Raw

Raw Format #

Format: Serialization Schema Format: Deserialization Schema

The Raw format allows to read and write raw (byte based) values as a single column.

Note: this format encodes null values as null of byte[] type. This may have limitation when used in upsert-kafka, because upsert-kafka treats null values as a tombstone message (DELETE on the key). Therefore, we recommend avoiding using upsert-kafka connector and the raw format as a value.format if the field can have a null value.

The Raw connector is built-in into the Blink planner, no additional dependencies are required.

Example #

For example, you may have following raw log data in Kafka and want to read and analyse such data using Flink SQL.

47.29.201.179 - - [28/Feb/2019:13:17:10 +0000] "GET /?p=1 HTTP/2.0" 200 5316 "https://domain.com/?p=1" "Mozilla/5.0 (Windows NT 6.1) AppleWebKit/537.36 (KHTML, like Gecko) Chrome/72.0.3626.119 Safari/537.36" "2.75"
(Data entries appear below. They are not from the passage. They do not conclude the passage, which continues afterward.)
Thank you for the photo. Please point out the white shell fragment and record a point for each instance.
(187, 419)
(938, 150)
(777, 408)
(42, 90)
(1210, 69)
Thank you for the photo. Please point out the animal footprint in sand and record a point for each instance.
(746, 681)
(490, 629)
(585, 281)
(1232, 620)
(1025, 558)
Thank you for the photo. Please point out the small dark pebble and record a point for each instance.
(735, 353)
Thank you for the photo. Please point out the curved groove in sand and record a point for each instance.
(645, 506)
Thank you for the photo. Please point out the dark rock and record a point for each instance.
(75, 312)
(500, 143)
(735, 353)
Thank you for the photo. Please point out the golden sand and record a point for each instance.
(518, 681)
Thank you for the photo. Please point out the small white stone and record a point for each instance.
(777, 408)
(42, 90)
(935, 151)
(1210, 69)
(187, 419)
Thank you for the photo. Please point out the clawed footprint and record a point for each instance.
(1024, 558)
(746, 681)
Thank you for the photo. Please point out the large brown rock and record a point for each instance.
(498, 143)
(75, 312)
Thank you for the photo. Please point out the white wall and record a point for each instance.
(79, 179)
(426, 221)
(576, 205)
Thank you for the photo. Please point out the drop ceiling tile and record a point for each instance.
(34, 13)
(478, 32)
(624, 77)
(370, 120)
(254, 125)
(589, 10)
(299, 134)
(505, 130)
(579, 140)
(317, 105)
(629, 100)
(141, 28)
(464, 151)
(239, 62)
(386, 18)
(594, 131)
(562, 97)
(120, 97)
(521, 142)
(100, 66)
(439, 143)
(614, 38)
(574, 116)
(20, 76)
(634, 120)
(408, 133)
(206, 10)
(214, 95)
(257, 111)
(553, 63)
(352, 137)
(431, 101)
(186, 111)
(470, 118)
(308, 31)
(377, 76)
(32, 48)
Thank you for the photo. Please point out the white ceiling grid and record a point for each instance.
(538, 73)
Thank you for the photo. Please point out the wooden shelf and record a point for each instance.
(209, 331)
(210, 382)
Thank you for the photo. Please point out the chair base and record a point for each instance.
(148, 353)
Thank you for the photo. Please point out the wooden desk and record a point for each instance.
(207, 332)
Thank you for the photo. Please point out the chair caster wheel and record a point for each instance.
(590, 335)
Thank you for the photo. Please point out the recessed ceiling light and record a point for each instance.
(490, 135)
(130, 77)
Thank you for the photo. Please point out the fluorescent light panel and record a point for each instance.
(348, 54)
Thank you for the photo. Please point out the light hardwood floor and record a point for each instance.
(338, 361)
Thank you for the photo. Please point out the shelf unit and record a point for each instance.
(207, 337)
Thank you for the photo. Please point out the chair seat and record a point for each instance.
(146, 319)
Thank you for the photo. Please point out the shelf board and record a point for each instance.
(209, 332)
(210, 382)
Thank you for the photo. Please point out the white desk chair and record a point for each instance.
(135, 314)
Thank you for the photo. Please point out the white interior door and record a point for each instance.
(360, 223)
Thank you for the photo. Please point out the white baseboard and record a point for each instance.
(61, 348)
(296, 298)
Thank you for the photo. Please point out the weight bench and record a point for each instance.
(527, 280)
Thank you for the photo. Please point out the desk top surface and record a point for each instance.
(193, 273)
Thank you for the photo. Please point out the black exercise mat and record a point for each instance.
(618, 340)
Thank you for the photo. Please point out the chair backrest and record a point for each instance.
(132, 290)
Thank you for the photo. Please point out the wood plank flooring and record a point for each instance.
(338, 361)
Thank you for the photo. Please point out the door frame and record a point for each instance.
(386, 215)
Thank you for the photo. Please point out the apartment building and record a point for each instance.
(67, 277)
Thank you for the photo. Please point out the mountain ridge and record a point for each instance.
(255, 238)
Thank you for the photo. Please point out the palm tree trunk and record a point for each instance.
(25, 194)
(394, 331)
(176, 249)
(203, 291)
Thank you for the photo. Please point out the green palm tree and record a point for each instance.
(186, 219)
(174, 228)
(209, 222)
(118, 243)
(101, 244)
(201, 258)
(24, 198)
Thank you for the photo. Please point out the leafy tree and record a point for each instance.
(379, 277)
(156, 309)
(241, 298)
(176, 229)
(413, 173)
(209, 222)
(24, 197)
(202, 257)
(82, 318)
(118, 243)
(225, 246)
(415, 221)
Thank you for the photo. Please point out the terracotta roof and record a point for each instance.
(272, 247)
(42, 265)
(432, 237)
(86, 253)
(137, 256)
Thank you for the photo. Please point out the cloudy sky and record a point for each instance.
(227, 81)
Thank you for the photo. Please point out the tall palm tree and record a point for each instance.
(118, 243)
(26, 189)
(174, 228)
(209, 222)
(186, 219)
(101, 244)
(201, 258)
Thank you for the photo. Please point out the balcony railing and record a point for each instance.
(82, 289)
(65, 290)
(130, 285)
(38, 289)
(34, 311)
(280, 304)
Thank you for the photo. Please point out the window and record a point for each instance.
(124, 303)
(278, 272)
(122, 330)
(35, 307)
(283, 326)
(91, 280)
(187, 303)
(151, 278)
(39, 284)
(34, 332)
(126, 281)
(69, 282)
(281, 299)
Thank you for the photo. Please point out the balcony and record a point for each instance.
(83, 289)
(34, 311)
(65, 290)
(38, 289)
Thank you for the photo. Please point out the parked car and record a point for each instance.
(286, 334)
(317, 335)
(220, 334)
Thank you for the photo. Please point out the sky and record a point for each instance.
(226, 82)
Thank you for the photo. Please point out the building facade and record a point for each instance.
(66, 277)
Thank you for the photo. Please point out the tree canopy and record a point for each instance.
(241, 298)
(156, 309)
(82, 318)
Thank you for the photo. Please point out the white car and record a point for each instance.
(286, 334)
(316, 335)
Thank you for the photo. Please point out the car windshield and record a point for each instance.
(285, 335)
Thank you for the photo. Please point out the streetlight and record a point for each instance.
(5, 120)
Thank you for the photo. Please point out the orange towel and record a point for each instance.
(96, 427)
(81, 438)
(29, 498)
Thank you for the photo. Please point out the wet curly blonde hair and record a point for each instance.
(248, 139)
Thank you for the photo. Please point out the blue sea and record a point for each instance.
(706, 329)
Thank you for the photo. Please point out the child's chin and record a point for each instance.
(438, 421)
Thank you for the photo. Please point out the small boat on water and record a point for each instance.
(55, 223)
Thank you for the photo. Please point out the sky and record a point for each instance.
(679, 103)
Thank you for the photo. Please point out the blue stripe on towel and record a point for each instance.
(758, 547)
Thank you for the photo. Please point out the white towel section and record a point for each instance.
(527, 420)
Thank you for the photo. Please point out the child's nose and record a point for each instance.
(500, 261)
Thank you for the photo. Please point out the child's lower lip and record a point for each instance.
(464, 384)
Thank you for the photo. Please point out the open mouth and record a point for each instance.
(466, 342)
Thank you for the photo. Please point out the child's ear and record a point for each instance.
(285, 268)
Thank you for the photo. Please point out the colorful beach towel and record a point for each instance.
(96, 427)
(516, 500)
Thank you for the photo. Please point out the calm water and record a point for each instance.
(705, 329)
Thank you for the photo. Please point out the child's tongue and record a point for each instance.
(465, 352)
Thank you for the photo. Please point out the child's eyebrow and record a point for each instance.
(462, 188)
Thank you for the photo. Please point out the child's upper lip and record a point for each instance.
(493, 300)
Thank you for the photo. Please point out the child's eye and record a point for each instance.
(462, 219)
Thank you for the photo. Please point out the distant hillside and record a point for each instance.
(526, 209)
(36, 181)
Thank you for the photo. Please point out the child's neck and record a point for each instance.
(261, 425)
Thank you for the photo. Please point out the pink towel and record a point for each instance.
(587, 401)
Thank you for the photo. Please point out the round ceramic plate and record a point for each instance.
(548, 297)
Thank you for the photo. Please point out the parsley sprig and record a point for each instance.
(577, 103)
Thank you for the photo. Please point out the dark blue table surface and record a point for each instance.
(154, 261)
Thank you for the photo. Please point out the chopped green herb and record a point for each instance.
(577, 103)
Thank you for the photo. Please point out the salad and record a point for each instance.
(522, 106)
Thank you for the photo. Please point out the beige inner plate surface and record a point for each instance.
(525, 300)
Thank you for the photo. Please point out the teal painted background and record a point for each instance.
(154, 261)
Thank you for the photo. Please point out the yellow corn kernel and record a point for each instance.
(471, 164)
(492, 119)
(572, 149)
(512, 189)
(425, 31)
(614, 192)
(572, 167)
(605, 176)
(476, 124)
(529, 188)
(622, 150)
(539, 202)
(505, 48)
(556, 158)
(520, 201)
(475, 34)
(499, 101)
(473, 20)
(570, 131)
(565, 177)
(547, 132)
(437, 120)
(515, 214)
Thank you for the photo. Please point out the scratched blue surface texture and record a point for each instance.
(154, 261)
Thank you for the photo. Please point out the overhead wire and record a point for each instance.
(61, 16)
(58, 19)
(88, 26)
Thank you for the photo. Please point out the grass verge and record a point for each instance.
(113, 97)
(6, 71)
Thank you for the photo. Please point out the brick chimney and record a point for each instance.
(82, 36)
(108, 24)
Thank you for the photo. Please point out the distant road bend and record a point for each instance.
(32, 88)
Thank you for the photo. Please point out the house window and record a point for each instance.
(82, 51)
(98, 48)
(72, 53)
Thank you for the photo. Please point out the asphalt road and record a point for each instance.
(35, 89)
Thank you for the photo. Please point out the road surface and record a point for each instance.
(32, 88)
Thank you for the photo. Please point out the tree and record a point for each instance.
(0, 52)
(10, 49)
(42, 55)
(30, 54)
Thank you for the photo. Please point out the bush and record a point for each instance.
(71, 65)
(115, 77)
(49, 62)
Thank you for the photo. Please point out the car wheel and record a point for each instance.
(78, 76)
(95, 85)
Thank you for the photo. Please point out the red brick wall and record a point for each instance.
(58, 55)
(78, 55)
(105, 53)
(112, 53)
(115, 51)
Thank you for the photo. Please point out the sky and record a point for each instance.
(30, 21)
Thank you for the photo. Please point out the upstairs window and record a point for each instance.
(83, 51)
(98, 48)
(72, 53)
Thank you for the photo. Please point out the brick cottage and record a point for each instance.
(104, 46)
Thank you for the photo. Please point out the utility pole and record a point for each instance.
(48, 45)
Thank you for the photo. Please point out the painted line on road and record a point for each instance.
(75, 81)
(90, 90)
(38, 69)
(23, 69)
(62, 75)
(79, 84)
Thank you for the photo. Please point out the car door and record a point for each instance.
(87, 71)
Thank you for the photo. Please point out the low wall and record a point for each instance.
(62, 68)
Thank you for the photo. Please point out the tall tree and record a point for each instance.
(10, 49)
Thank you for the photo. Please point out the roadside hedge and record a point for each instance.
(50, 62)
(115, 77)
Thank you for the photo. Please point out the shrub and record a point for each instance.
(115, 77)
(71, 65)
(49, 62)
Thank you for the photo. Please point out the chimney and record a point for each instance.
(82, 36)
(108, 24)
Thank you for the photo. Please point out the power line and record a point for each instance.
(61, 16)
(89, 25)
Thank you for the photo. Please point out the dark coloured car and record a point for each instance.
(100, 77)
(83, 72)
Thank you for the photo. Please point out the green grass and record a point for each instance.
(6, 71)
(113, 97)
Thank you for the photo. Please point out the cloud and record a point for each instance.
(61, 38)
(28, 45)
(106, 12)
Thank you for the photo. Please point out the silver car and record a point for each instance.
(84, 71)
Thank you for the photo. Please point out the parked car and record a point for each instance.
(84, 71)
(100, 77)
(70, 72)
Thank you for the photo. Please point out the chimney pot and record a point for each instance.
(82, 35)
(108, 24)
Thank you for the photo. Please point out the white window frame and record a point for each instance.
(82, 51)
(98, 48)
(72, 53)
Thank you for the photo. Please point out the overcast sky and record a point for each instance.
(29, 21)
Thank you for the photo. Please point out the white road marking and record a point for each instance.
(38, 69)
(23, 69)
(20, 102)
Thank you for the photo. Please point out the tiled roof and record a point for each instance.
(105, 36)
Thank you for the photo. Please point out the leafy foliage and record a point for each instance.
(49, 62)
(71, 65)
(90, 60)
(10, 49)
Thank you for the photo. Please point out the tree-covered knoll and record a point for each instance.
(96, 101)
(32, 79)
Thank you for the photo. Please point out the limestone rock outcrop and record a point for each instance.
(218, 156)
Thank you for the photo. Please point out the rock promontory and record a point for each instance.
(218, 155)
The following creates a table where it reads from (and can writes to) the underlying Kafka topic as an anonymous string value in UTF-8 encoding by using raw format:

CREATE TABLE nginx_log (
  log STRING
) WITH (
  'connector' = 'kafka',
  'topic' = 'nginx_log',
  'properties.bootstrap.servers' = 'localhost:9092',
  'properties.group.id' = 'testGroup',
  'format' = 'raw'
)

Then you can read out the raw data as a pure string, and split it into multiple fields using an user-defined-function for further analysing, e.g. my_split in the example.

SELECT t.hostname, t.datetime, t.url, t.browser, ...
FROM(
  SELECT my_split(log) as t FROM nginx_log
);

In contrast, you can also write a single column of STRING type into this Kafka topic as an anonymous string value in UTF-8 encoding.

Format Options #

Option Required Default Type Description
format
required (none) String Specify what format to use, here should be 'raw'.
raw.charset
optional UTF-8 String Specify the charset to encode the text string.
raw.endianness
optional big-endian String Specify the endianness to encode the bytes of numeric value. Valid values are 'big-endian' and 'little-endian'. See more details of endianness.

Data Type Mapping #

The table below details the SQL types the format supports, including details of the serializer and deserializer class for encoding and decoding.

Flink SQL type Value
CHAR / VARCHAR / STRING A UTF-8 (by default) encoded text string.
The encoding charset can be configured by 'raw.charset'.
BINARY / VARBINARY / BYTES The sequence of bytes itself.
BOOLEAN A single byte to indicate boolean value, 0 means false, 1 means true.
TINYINT A single byte of the singed number value.
SMALLINT Two bytes with big-endian (by default) encoding.
The endianness can be configured by 'raw.endianness'.
INT Four bytes with big-endian (by default) encoding.
The endianness can be configured by 'raw.endianness'.
BIGINT Eight bytes with big-endian (by default) encoding.
The endianness can be configured by 'raw.endianness'.
FLOAT Four bytes with IEEE 754 format and big-endian (by default) encoding.
The endianness can be configured by 'raw.endianness'.
DOUBLE Eight bytes with IEEE 754 format and big-endian (by default) encoding.
The endianness can be configured by 'raw.endianness'.
RAW The sequence of bytes serialized by the underlying TypeSerializer of the RAW type.